What if there is no resolution?

If a person is unwilling to deal with the issues; they won’t repent – what do you do with your anger then? Having done all this so far, can we now strike out and punish?! No. In this situation you must learn to give your anger to God.

Paul says in Romans 12:19-21  -“Beloved, never avenge yourselves, but leave it to the wrath of God, for it is written, “Vengeance is mine, I will repay, says the Lord.” To the contrary, “if your enemy is hungry, feed him; if he is thirsty, give him something to drink; for by so doing you will heap burning coals on his head.” Do not be overcome by evil, but overcome evil with good.”

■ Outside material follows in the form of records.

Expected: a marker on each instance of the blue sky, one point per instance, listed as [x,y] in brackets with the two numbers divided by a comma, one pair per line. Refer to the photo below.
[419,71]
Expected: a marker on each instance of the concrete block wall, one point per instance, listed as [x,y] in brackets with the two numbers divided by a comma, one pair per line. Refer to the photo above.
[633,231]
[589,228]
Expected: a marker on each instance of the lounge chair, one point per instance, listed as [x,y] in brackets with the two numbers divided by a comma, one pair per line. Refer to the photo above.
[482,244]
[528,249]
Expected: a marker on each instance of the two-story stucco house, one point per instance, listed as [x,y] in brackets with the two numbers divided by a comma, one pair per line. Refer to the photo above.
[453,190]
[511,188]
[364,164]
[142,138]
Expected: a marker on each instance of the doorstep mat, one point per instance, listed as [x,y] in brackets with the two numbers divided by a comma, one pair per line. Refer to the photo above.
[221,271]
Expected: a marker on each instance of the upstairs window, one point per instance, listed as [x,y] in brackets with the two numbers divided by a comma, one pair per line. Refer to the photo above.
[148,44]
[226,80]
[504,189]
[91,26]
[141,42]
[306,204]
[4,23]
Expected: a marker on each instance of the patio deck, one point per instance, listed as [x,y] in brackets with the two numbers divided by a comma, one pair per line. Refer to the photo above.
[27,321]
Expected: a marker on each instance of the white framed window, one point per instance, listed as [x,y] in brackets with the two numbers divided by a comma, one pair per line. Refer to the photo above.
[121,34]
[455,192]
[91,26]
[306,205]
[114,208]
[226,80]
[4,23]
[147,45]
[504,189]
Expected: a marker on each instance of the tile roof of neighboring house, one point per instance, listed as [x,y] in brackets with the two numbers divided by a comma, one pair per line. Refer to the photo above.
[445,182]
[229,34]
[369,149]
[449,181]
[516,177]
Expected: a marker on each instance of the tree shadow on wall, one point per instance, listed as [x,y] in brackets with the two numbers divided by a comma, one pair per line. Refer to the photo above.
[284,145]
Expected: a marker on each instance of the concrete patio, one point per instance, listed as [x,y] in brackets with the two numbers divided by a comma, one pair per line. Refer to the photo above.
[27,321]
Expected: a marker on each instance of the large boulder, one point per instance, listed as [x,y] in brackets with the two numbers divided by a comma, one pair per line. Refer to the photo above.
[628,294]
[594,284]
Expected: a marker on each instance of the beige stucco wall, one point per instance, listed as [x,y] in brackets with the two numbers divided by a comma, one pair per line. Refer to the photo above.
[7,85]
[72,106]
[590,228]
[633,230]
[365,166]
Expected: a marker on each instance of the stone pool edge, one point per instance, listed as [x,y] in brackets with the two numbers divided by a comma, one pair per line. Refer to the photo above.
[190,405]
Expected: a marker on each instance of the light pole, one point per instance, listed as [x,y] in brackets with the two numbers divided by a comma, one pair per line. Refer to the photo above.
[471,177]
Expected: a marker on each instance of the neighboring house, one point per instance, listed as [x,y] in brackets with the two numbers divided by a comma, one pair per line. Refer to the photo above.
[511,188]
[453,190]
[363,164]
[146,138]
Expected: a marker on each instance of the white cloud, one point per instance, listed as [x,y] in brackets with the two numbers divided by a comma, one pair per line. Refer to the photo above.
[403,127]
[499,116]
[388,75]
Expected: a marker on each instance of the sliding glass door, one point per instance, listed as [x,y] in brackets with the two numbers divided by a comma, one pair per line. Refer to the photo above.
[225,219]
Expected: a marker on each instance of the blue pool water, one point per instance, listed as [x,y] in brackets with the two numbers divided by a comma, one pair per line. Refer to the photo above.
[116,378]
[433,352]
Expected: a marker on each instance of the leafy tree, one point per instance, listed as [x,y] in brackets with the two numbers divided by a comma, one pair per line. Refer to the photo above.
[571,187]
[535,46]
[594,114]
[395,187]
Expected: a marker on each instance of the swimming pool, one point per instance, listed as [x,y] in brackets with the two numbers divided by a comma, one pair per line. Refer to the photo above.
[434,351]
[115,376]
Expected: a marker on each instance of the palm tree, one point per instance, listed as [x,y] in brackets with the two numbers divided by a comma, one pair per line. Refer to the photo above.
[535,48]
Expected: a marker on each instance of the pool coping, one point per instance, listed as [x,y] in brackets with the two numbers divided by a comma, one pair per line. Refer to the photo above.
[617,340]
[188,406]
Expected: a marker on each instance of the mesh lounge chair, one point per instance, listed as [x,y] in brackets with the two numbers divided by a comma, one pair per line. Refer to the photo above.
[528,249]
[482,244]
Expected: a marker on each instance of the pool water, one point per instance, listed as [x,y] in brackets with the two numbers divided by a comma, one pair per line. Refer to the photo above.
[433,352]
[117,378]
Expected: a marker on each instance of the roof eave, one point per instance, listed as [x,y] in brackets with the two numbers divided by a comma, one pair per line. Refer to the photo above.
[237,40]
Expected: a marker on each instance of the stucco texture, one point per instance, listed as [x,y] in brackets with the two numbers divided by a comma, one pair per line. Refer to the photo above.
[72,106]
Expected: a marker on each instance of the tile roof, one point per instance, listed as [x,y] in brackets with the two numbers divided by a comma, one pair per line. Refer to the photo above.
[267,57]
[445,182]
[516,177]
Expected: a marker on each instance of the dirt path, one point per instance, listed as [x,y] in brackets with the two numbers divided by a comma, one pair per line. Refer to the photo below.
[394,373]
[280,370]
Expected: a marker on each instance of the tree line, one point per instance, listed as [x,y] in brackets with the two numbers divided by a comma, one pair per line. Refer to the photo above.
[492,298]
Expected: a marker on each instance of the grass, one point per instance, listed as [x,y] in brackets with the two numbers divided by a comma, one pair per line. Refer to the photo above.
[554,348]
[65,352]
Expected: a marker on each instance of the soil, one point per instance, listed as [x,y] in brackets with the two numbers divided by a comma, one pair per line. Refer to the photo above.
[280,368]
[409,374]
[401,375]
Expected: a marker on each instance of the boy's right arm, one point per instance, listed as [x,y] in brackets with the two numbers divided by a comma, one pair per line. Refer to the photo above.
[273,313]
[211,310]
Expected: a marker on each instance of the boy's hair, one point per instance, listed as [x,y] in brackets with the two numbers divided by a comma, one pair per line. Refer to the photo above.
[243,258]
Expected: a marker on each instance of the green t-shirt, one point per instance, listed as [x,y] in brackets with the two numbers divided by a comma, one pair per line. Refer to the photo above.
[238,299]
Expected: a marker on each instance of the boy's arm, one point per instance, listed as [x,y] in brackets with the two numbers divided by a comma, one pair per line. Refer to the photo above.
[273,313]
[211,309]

Give your desire for justice over to God. God can handle these things. And we trust that God will act on our behalf as God sees fit to make things right for us. As Jesus says in Luke 18:7 – won’t God act to give justice to those who cry out to him? Yes. God will act for us.

  • If you don’t give your anger over to God, you will be overcome by evil (v. 21); filled with unresolved anger, bitterness and rage with no way to address the situation according to God’s righteousness.
  • But if you give your anger over to God and move on with mercy and love for the person, then you have overcome the evil done to you. You have overcome it with the good of mercy and love.

Finally, you need God to help you

Anger can be powerful; it can enslave you. To be free is a matter of the transformation of your heart. Something has to change within you. And you can’t do that in your own strength. Remember – sin is powerful, but God is more powerful! So seek God’s help when you struggle in this area of anger and allow God to set you free.